T_B(n) = (1 - (1 / 1-a)n) (a / (1-a)^2)
This formula was quite unsatisfying to me, but I couldn't come up with any way to simplify it further. Or at least, I couldn't until I went further and tried to derive T_H(n) from it.
T_H(n) = 1 + a (T_B(n-1) + T_H(n))
That is to say, the time until we've just been hit for the nth time in a row, given that we've just been hit for n-1 times in a row, is equal to 1 swing, which may either be a hit (we're done), or a miss (probability a), in which case we must first be hit by a burst of size (n-1) and then hit another T_H(n) times. (i.e. Either it's one swing and we're hit and we're done, or it's one swing and we're missed and then we must be hit n-1 times from a state of being missed before we can add in T_H(n) again, since T_H(n) assumes we've just now been hit n times in a row.)

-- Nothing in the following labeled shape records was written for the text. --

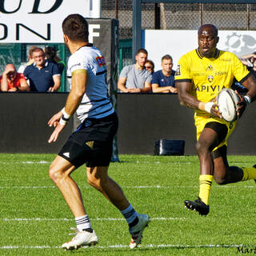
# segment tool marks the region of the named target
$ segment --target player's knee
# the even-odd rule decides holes
[[[218,185],[226,185],[229,183],[229,180],[226,176],[216,176],[214,175],[214,181]]]
[[[102,181],[100,178],[94,175],[87,176],[87,182],[99,191],[102,191]]]
[[[54,183],[57,183],[60,179],[63,178],[64,176],[63,173],[60,172],[54,166],[50,166],[48,175]]]
[[[198,154],[206,154],[207,152],[209,153],[209,146],[202,141],[198,141],[196,143],[196,150],[198,152]]]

If we run through this, we get to:
T_H(n) = (1 + a T_B(n-1)) / (1 - a)
through exactly the same manipulations above. This doesn't simplify very well. However, when you plug numbers into it, you notice that it behaves exactly like 1 / (1-a)^n. And then (if you're me), you realize that you should've known that in the first place. OF COURSE, T_H(n) = 1 / (1-a)^n. That should have been obvious!
But that means we have two different formulas for T_H(n), and one of those is very very simple, and the other one is very very simple when given in terms of T_B(n-1). That means it gives a second way to approach T_B(n), one which allows us to simplify much more easily:
T_H(n) = 1 / (1 - a)^n = (1 + a T_B(n-1)) / (1 - a)
1/(1-a)^n = 1/(1 - a) * (1 + a T_B(n-1))
divide both sides by 1/(1-a):
1/(1-a)^(n-1) = 1 + a T_B(n-1)
flip it around:
1 + a T_B(n-1) = 1/(1-a)^(n-1)
Subtract one from both sides:
a T_B(n-1) = 1/(1-a)^(n-1) - 1
Divide both sides by a:
T_B(n-1) = (1/a) (1/(1-a)^(n-1) - 1)
And replace n-1 with n on both sides:
T_B(n) = (1/a) (1/(1-a)^n - 1)
And this is exactly the formula I gave above (and it does give the same answers as the more messy formula for T_B(n) I derived above, as well, unless I mis-stated something.)
All together, a terribly messy and slipshod piece of work. But it results in a fairly elegant little formula, so I am happy.